Synthesis AI for Driver Monitoring
Overview
Synthesis AI offers enhanced capabilities to simulate driver behavior in the car cabin environment across a broad set of environments and scenarios without compromising customer privacy. Beginning in 2022, all new cars entering the EU market must be equipped with advanced safety systems. Among the mandatory safety measures is distraction recognition and alert systems (more on our Synthetic Data for Safe Driving blog post).
We provide the ability to mimic driver behavior in virtual car environments so you can quickly test and iterate machine learning models across a broader set of settings and situations without building and deploying fleets of vehicles. This includes thousands of unique identities with granular control of emotion, gaze angle, head pose, accessories, gestures, lighting environments, camera systems (e.g., RGB, NIR, TOF), and more.
Since the data is synthetically generated, the image data comes with an expanded set of pixel-perfect labels, including 3D facial landmarks, 3D body landmarks, gaze, angle, depth maps, sub-segmentation, and surface normals.
This document aims to provide copy-and-paste input examples to our API that serve many of the use-cases in the car-cabin scenario, including:
- Typical Camera Placements
- NIR Settings and lighting
- Eye Gaze Direction
- Closing Eyes, Yawning Mouths
- Head Turns and Body Poses
Workflow
The standard workflow for the Synthesis AI Face API is:
- Register Account, Download & Setup CLI
- Select Identities for the Face API with the Identities API
- Create Face API job with input JSON
- Download job output with CLI
- Parse outputs into your ML pipeline
Hello Car World
Most machine learning tasks benefit from a wide distribution of our human features.
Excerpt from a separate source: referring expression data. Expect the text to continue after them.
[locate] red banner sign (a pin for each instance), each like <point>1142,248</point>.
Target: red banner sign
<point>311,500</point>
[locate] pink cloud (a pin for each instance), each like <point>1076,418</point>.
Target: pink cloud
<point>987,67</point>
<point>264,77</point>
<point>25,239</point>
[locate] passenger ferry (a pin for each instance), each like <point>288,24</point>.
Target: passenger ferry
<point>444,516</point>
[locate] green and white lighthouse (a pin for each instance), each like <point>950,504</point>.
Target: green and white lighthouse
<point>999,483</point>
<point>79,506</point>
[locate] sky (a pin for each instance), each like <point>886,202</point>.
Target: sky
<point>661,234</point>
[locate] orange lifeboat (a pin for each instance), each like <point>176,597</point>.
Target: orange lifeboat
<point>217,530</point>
To make it easy to get started, the JSON provided contains the following features:
- 1 identity, 6 renders per identitiy (selected via Identities API)
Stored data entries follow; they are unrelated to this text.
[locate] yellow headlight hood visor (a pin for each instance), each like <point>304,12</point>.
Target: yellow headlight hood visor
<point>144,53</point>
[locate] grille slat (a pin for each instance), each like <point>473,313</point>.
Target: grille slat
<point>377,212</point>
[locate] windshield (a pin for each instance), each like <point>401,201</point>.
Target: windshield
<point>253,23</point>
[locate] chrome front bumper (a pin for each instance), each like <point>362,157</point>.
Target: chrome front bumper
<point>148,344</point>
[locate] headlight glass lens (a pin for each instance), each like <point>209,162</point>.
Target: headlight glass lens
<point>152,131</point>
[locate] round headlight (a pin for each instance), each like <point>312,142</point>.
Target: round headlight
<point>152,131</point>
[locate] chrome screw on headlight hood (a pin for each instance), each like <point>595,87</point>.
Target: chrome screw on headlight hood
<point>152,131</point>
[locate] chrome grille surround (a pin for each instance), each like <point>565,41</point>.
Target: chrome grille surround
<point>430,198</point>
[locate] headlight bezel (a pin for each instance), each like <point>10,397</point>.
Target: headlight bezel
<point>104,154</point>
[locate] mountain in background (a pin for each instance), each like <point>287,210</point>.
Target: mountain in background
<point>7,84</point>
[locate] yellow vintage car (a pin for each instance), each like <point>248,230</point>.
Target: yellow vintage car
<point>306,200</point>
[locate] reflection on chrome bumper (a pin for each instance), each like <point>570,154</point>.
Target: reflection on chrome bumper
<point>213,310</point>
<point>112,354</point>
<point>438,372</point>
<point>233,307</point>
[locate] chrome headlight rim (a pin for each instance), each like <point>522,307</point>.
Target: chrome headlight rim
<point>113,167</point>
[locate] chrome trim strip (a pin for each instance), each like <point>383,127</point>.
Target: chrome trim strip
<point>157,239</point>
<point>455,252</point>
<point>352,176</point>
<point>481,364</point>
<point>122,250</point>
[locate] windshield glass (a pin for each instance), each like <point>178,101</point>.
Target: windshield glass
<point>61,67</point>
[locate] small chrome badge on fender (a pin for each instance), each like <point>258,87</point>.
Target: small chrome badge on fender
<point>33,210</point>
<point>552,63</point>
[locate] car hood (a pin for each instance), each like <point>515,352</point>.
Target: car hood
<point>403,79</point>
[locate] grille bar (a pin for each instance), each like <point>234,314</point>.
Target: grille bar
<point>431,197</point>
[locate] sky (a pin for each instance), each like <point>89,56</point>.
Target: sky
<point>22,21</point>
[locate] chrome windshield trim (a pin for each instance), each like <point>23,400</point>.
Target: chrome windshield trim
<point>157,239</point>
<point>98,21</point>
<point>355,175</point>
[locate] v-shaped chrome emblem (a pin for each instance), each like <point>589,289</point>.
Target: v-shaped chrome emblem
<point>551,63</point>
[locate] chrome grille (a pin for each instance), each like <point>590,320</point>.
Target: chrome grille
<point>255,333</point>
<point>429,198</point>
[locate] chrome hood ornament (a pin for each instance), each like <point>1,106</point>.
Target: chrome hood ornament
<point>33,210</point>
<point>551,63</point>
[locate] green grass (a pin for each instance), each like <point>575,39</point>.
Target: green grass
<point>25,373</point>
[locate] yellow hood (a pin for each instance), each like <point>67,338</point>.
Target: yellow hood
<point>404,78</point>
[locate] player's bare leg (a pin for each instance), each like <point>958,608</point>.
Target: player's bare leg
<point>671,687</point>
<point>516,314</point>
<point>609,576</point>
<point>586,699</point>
- Dashboard camera placement
- NIR emitter & RGB emitter
- Eye Gaze: +/- 20 degrees (all images)
- Head Turn: Several combinations of pitch, yaw, roll together
To process the outputs more easily, we provide a synthesisai library in Python, and output documentation.
Quickstart JSON for Car Interior
{
"version": 1,
"humans": [
{
"identities": {"ids": [80],"renders_per_identity": 3},
"3d_location": [{"specifications": {"type": "vehicle"}}],
"skin": {"highest_resolution": true},
"facial_attributes": {
"gaze": [{
"horizontal_angle": {
"type": "range",
"values": {"min": -20,"max": -15}
},
"vertical_angle": {
"type": "range",
"values": {"min": -15,"max": -10}
},
"percent": 100
}],
"head_turn": [{
"pitch": {"type": "range","values": {"min": -10,"max": 0}},
"yaw": {"type": "range","values": {"min": -10,"max": 10}},
"roll": {"type": "range","values": {"min": -10,"max": 0}},
"percent": 100
}]
},
"environment": {
"hdri": {"name": ["vatican_road"],
"intensity": { "type": "list","values": [1]},
"rotation": {"type": "list","values": [-120]}}
},
"camera_and_light_rigs": [
{
"type": "preset_location",
"preset_name": "dashboard",
"cameras": [
{
"name": "dashboard_rgb",
"specifications": {
"resolution_h": 1024,
"resolution_w": 1024,
"focal_length": {"type": "list","values": [30]},
"wavelength": "visible"
},
"relative_location": {
"y": {"type": "list","values": [0.25]},
"z": {"type": "list","values": [0.01]}
}
}
]
},{
"type": "preset_location",
"preset_name": "dashboard",
"cameras": [
{
"name": "dashboard_nir",
"specifications": {
"resolution_h": 1024,
"resolution_w": 1024,
"focal_length": {"type": "list","values": [30]},
"wavelength": "nir"
},
"relative_location": {
"y": {"type": "list","values": [0.25]},
"z": {"type": "list","values": [0.01]}
}
}
]
}
]
}
]
}
Visual examples of Hello Car World Outputs:
Camera Placement
Our API for in-car cabins allows for flexible camera system placements. Two common driver monitoring cameras placements are at the dashboard
and rearview_mirror
locations, so we provide an example of each as NIR images in the following JSON.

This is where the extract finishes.